Algorithms and Representations for Mining Massive Collections of Time Series and Shapes
To date, the vast majority of research on time series and shape data mining has focused on similarity search and clustering. I believe that these problems should now be regarded as essentially solved. In particular, there are now fast exact techniques for searching and clustering patterns under both the Euclidean distance and Dynamic Time Warping, the two most useful distance measures. However, from a knowledge discovery viewpoint, there are much more interesting problems, the detection of previously unknown patterns and relationships in time series and shape databases. Two concrete examples are finding the most unusual objects (discord discovery) and finding repeated objects (motif discovery).
While there are many representations that can be used to solve these problems (i.e. wavelets, Fourier methods etc), in this talk I argue that solutions which are scalable to massive datasets will require symbolic representations. The talk will be illustrated with examples from anthropology, law enforcement, biology and mining of historical texts.

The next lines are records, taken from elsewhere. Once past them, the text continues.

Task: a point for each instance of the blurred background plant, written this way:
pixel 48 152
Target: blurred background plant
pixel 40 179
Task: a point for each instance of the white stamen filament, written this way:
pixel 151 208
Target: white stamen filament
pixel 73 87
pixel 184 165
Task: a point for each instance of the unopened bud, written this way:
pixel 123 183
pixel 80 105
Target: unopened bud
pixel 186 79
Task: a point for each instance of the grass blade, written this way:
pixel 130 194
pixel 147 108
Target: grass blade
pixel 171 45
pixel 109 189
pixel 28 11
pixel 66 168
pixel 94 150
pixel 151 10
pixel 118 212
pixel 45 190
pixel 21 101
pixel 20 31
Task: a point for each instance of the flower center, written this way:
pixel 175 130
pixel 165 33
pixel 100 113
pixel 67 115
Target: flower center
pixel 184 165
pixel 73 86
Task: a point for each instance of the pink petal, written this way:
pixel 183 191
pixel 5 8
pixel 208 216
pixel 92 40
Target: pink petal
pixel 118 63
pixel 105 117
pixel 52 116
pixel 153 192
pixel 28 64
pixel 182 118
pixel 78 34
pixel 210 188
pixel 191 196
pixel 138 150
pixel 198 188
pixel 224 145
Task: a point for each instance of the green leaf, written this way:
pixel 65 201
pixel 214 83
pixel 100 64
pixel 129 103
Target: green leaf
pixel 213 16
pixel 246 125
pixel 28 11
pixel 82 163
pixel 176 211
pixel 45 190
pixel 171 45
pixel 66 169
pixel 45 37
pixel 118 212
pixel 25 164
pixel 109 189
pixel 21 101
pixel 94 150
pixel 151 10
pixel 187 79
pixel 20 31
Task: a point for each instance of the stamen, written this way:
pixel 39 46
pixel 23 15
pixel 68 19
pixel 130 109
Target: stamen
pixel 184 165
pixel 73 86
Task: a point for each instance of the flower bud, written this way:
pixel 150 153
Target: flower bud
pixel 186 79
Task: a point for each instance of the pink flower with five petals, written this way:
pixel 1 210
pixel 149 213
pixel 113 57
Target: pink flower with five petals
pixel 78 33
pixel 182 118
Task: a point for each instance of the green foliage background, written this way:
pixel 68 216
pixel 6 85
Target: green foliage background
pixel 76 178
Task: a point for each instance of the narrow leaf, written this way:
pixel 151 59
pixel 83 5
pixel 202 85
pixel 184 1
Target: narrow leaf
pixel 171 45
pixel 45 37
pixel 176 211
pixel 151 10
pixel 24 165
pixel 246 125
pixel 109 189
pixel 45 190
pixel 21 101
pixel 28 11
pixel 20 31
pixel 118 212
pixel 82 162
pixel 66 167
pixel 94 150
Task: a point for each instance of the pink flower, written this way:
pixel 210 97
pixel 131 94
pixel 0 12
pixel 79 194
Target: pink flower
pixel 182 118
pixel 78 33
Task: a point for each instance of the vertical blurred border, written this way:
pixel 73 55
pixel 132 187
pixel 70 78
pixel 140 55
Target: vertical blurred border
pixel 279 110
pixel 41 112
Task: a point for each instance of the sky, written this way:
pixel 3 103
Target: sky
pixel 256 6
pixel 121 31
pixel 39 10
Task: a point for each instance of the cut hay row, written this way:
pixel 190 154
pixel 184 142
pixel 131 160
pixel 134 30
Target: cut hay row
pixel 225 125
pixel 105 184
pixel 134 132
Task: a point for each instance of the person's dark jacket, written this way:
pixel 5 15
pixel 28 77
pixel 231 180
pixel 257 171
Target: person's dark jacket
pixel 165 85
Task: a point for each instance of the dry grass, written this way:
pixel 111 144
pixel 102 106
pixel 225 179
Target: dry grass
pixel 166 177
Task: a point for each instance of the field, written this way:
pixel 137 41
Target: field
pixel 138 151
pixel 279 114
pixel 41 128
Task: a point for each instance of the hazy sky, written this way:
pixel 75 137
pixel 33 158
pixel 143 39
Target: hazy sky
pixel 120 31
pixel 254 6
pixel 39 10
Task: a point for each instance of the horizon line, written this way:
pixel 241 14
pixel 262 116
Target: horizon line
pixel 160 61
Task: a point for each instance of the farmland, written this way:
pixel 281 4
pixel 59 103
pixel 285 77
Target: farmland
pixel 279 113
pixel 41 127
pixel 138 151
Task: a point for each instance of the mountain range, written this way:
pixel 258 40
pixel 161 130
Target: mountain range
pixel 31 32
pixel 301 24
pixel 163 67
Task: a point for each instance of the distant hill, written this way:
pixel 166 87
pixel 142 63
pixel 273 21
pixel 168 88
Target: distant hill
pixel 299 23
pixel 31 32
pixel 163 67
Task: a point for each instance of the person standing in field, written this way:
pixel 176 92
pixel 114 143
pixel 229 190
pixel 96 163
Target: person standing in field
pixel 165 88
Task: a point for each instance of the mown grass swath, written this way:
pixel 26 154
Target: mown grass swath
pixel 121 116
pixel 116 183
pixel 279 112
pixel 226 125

BIO: Dr. Keogh's research interests are in Data Mining, Machine Learning and Information Retrieval. He has published more than 80 papers, including ten papers in SIGKDD and ten papers in IEEE ICDM. Several of his papers have won “best paper” awards. In addition he has won several teaching awards. He is the recipient of a 5-year NSF Career Award for “Efficient Discovery of Previously Unknown Patterns and Relationships in Massive Time Series Databases” and a grant from Aerospace Corp to develop a time series visualization tool for monitoring space launch telemetry. Dr Keogh has given well received tutorials on time series, machine learning and data mining all over the world.